Gemeinsam mit verschiedenen Initiativen organisiert DIE LINKE. Hessen am 13. Juni einen Tag des Widerstandes gegen das Spektakel „Tag der Bundeswehr" in Fritzlar. Die hessischen Landtags – und Bundestagsabgeordneten sowie die LAG FIP werden dazu eingeladen, die Proteste zu unterstützen. Wir werden sichtbare Zeichen gegen das „Werben fürs Sterben" setzen.
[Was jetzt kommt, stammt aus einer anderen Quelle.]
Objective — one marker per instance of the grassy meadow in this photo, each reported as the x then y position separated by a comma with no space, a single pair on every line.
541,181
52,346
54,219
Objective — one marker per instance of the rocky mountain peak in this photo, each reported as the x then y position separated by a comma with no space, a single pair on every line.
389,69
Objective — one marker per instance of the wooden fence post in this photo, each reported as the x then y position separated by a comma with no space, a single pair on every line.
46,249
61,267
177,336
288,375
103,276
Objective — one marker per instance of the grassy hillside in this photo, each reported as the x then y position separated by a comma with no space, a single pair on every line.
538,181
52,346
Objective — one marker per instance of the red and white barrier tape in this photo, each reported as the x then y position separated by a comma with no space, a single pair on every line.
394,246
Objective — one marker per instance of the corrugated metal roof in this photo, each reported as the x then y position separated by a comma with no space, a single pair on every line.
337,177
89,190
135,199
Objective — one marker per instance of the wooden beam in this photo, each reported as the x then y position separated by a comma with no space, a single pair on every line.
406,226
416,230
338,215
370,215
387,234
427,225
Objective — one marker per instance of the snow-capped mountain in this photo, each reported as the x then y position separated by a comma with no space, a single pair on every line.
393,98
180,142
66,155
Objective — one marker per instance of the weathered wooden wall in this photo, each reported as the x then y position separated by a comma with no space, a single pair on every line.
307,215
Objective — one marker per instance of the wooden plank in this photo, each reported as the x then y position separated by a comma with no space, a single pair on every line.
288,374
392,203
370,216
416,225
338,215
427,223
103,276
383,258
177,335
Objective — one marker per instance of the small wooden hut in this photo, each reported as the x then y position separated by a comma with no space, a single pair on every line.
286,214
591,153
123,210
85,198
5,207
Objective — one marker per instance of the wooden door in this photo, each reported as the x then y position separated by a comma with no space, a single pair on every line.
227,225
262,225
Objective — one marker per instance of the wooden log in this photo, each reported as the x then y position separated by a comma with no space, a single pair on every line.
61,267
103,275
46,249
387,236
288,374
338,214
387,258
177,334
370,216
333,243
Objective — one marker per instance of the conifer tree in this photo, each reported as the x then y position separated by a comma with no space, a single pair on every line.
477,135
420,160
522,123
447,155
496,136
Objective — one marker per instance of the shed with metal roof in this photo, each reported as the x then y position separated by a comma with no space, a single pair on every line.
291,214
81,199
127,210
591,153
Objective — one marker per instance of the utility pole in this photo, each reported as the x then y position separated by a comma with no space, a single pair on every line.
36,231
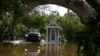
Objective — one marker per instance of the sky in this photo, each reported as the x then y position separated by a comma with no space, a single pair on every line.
52,7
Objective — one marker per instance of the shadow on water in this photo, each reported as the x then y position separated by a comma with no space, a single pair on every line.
36,49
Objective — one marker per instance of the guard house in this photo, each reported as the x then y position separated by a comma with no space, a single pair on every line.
53,32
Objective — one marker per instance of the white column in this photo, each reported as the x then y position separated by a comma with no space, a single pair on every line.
47,35
58,36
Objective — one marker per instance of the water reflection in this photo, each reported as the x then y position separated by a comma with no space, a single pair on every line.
35,49
32,49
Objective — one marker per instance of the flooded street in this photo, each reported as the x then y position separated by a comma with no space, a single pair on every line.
36,49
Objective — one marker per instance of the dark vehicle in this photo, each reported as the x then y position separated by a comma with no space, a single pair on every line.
33,35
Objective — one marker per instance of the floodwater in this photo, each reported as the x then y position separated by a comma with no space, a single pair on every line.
36,49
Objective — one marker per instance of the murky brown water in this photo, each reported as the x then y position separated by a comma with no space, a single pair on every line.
35,49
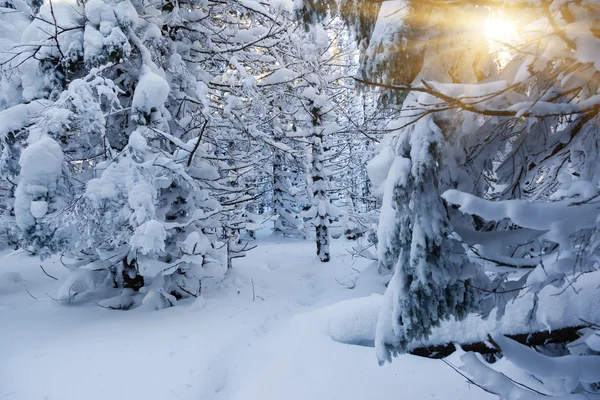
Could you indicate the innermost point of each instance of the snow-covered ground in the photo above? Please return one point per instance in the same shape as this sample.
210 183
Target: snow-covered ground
261 334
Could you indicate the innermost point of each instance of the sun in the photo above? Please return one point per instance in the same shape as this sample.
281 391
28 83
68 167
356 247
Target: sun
502 35
499 29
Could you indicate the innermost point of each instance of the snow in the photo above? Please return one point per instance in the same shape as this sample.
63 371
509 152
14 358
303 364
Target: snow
151 92
41 167
279 76
262 333
39 208
566 306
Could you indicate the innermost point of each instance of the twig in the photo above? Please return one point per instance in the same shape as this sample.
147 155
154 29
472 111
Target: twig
47 274
197 143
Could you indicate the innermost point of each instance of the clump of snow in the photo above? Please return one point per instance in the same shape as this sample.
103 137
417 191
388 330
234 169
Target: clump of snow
137 141
39 208
41 167
151 92
97 11
149 238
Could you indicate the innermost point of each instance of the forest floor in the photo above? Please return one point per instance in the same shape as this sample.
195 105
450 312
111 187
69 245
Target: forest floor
263 333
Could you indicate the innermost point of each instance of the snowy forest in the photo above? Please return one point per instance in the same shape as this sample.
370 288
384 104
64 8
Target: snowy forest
308 199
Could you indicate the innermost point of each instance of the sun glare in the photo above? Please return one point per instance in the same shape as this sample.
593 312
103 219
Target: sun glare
500 29
501 34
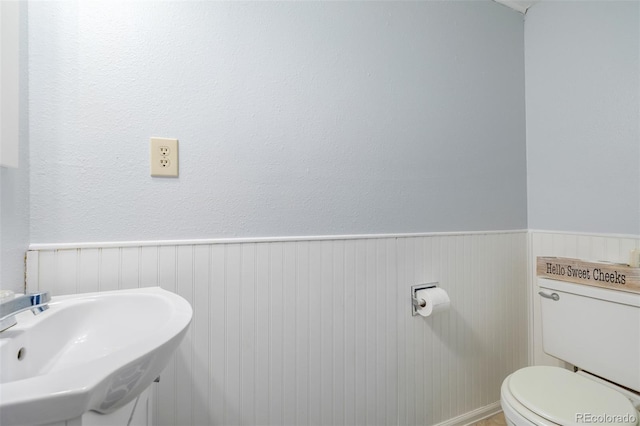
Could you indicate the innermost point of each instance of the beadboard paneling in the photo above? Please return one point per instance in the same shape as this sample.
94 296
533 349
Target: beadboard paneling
320 332
614 248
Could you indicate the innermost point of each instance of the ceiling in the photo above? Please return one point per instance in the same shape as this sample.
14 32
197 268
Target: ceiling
519 5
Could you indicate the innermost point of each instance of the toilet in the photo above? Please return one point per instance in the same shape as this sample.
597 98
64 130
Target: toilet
597 330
Die Bundeswehr plant für den 13. Juni an 15 Bundeswehrstandorten pompöse Militärshows, so auch im nordhessischen Fritzlar. Allein hier werden bis zu 100 000 Besucher erwartet. Es soll neben einem Showprogramm auch Kampfgerät – von der Ausrüstung bis zu Hubschraubern und Panzern – präsentiert werden. 70 Jahre nach Ende des zweiten Weltkrieges ist Deutschland wieder dabei, wenn im Nahen und mittleren Osten, in Afrika oder in Europa Kriege geführt werden. Mit deutschen Waffen (von denen nicht wenige in Kassel produziert werden), mit deutschen Soldaten (in Afghanistan, der Türkei, in Mali, im Sudan, am Horn von Afrika, ....) und nicht zuletzt mit deutscher Infrastruktur und Logistik (z. B von Ramstein aus).
Bundespräsident Gauck, Verteidigungsministerin von der Leyen und andere fordern „mehr Verantwortung zu übernehmen" – sprich: noch mehr Militär in Krisen- und Kriegsgebiete zu schicken, noch mehr Waffen zu exportieren und damit noch mehr Tod und Zerstörung herbeizuführen.

Und jetzt lässt man sich die großen Militärspektakel ca. 2,5 Millionen € kosten. Um Werbung für diese Art von Kriegen zu machen und um Nachwuchs für die Truppe anzuwerben.

Zum "Tag der Bundeswehr" am 13. Juni in Fritzlar bekommen die Besucher den grauen Teppich ausgerollt: Ein 26 Kilometer langes Teilstück der Autobahn 49 soll zum Parkplatz werden und gesperrt werden.